The Cloud AI 100 comes in three flavors — DM.2e, DM.2, and PCIe (Gen 3/4) — corresponding to performance range. At the low end, the Cloud AI 100 Dual M.2e and Dual M.2 models can hit between 50 TOPS (50 trillion floating-point operations per second) and 200 TOPS, while the PCIe model achieves up to 400 TOPS, according to Qualcomm. All three ship with up to 16 AI accelerator cores paired with up to 144MB RAM (9MB per core) and 32GB LPDDR4x on-card DRAM, which the company claims outperforms the competition by 106 times when measured by inferences per second per watt, using the ResNet-50 algorithm.
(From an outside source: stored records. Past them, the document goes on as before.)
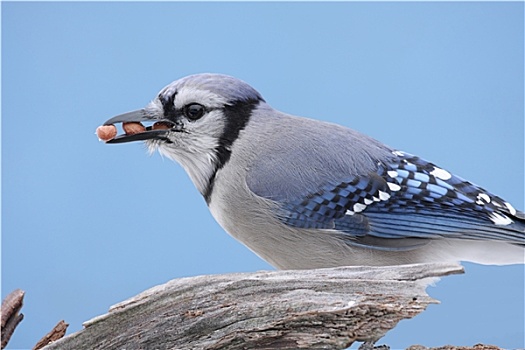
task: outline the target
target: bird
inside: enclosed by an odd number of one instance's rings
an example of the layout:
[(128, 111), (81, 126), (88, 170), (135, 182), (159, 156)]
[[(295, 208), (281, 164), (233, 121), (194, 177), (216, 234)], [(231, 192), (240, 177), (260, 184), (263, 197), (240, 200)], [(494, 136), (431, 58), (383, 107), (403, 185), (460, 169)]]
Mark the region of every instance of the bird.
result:
[(144, 141), (179, 163), (222, 228), (277, 269), (523, 264), (525, 214), (434, 163), (272, 108), (248, 83), (194, 74), (144, 108)]

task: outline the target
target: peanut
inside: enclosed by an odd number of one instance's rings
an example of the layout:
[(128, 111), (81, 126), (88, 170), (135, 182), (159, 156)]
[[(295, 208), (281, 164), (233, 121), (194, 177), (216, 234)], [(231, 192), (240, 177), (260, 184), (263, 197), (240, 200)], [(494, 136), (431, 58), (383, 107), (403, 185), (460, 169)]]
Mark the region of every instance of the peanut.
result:
[(101, 125), (97, 128), (97, 136), (101, 141), (109, 141), (117, 136), (115, 125)]
[(135, 135), (146, 131), (144, 125), (139, 122), (122, 123), (122, 129), (124, 129), (126, 135)]
[(171, 129), (171, 126), (168, 123), (165, 122), (156, 122), (151, 127), (152, 130), (165, 130), (165, 129)]

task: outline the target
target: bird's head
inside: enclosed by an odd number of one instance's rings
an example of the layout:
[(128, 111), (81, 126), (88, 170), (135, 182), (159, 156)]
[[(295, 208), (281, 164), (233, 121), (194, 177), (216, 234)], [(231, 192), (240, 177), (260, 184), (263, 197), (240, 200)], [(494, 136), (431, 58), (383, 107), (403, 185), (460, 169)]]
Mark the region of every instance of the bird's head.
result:
[(206, 198), (217, 170), (230, 158), (233, 142), (261, 102), (261, 95), (239, 79), (191, 75), (163, 88), (145, 108), (107, 120), (105, 125), (154, 123), (107, 143), (145, 141), (150, 151), (179, 162)]

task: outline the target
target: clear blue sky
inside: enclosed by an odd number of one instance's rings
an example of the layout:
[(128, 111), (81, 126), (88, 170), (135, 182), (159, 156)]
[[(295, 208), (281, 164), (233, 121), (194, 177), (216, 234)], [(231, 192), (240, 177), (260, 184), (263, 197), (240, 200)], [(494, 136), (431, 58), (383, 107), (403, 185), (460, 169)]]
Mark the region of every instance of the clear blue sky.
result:
[[(2, 2), (2, 298), (10, 348), (149, 287), (271, 269), (182, 168), (95, 128), (199, 72), (346, 125), (524, 209), (523, 3)], [(524, 347), (524, 268), (466, 264), (383, 342)]]

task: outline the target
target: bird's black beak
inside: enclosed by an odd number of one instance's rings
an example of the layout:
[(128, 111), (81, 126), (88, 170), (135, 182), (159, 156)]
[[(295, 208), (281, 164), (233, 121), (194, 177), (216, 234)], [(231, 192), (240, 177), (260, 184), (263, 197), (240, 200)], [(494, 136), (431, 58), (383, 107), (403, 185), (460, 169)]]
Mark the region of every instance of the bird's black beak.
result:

The Cloud AI 100 Dual M.2e and Dual M.2 attain 15,000 to 10,000 inferences per second at under 50 watts, and the PCIe hovers around 25,000 inferences at 50 to 100 watts.
Qualcomm says the Cloud AI 100, which is manufactured on a 7-nanometer process, shouldn’t exceed a power draw of 75 watts. Here’s the breakdown for each card:
- Dual M.2e: 15 watts, 70 TOPS
- Dual M.2: 25 watts, 200 TOPS
- PCI2: 75 watts, 400 TOPS
The first Cloud AI 100-powered device — the Cloud Edge AI Development Kit — is scheduled to arrive in October. It looks similar to a wireless router, with a black shell and an antenna held up by a plastic stand. But it runs CentOS 8.0 and packs a Dual M.2 Cloud AI 100, a Qualcomm Snapdragon 865 system-on-chip, a Snapdragon X55 5G modem, and an NVMe SSD.
The Cloud AI 100 and products it powers integrate a full range of developer tools, including compilers, debuggers, profilers, monitors, servicing, chip debuggers, and quantizers. They also support runtimes like ONNX, Glow, and XLA, as well as machine learning frameworks such as TensorFlow, PyTorch, Keras, MXNet, Baidu’s PaddlePaddle, and Microsoft’s Cognitive Toolkit for applications like computer vision, speech recognition, and language translation.